This milk carton sailboat or rather milk carton schooner was so hard to photograph as the minute I placed it into the pool it started sailing off into the wild blue yonder! That means that if you get a bunch of kids together to make milk carton sailboats they really could have races, how fun is that?
I had dreamed of photographing this little boat with some playmobile people inside, or maybe even our pet hamster (good thing I didn't actually do that!) but just getting these photos took more time than I actually had, so maybe next time when I can get together a whole regatta there will be more time for photos.
You'll Need:
- a milk carton
- duck tape (optional)
- electrical tape
- a flat wooden skewer for the mast
- round wooden skewers for the sails
- a wine cork or piece of modeling clay
- something to make sails, either fabric, or thin plastic, or in my case a mylar bag that held the cheerios!
- a hot glue gun
How To Make A Milk carton Sailboat:
- Using a sharp knife carefully puncture a hole in the least attractive panel of the milk carton, and then using scissors carefully remove this panel. For this boat I removed the entire panel, for smaller sailboats one may choose to remove only half of this panel, as the boat may only have an deck on half of it.
- Cover the sides of the boat with duct tape and add stripes with electrical tape.

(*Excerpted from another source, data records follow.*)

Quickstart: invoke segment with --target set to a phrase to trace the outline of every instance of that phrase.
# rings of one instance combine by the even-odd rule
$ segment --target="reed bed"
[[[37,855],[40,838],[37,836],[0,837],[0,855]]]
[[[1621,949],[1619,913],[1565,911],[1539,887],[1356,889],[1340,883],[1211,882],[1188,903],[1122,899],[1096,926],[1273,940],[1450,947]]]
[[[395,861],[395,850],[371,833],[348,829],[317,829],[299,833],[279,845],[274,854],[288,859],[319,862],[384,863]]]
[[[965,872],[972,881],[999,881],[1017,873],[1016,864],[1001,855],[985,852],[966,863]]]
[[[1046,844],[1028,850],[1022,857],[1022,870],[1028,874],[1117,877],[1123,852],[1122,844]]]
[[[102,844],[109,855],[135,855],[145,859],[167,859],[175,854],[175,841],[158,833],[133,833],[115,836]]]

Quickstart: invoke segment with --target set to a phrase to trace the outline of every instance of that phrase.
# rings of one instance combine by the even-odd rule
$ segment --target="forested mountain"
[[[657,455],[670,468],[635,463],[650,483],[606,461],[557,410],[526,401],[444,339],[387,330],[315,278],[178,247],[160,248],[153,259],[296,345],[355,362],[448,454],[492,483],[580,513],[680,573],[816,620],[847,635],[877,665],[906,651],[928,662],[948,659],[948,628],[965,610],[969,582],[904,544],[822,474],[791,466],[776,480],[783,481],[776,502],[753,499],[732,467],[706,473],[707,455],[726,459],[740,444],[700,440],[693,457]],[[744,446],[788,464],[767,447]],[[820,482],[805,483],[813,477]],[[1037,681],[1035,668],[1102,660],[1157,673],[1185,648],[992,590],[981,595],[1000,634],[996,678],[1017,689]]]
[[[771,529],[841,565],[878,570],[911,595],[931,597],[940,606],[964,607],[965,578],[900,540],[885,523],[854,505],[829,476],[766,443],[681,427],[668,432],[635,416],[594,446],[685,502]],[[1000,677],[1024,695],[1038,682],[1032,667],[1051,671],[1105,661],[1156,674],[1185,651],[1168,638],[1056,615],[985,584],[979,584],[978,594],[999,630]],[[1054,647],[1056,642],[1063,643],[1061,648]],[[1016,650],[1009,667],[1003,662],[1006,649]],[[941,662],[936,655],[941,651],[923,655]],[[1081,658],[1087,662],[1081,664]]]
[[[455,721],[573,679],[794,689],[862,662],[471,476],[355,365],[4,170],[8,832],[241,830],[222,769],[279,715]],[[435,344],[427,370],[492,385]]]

- Make a mast with a wine cork base and a flat wooden skewer, and affiix to the bottom of the boat with hot glue, re-enforced with duct tape (my mast fell over after the boat sailed around a bit, but could be I just didn't use enough hot glue)

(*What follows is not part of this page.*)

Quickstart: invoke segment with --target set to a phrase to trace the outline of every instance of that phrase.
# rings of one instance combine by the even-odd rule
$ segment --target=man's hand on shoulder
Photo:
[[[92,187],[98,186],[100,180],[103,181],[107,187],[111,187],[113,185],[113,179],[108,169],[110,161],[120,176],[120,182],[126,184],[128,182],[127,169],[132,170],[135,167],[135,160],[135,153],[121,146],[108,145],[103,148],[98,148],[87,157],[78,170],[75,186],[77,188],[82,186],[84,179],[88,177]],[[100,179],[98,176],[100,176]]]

- Make two cross bars for the sails from smaller skewers, and glue the sails to the cross bars. My sails were made from a mylar cereal bag and decorated with tape. Glue the sails to the mast with hot glue.
- Add a flag to the top of your mast (mine is striped electrical tape) and you are ready to set sail!
Hope you enjoy this fun project, and if you decide to take your boat for a sail somewhere other than a contained pool, do attach a string to it so it won't sail off never to return!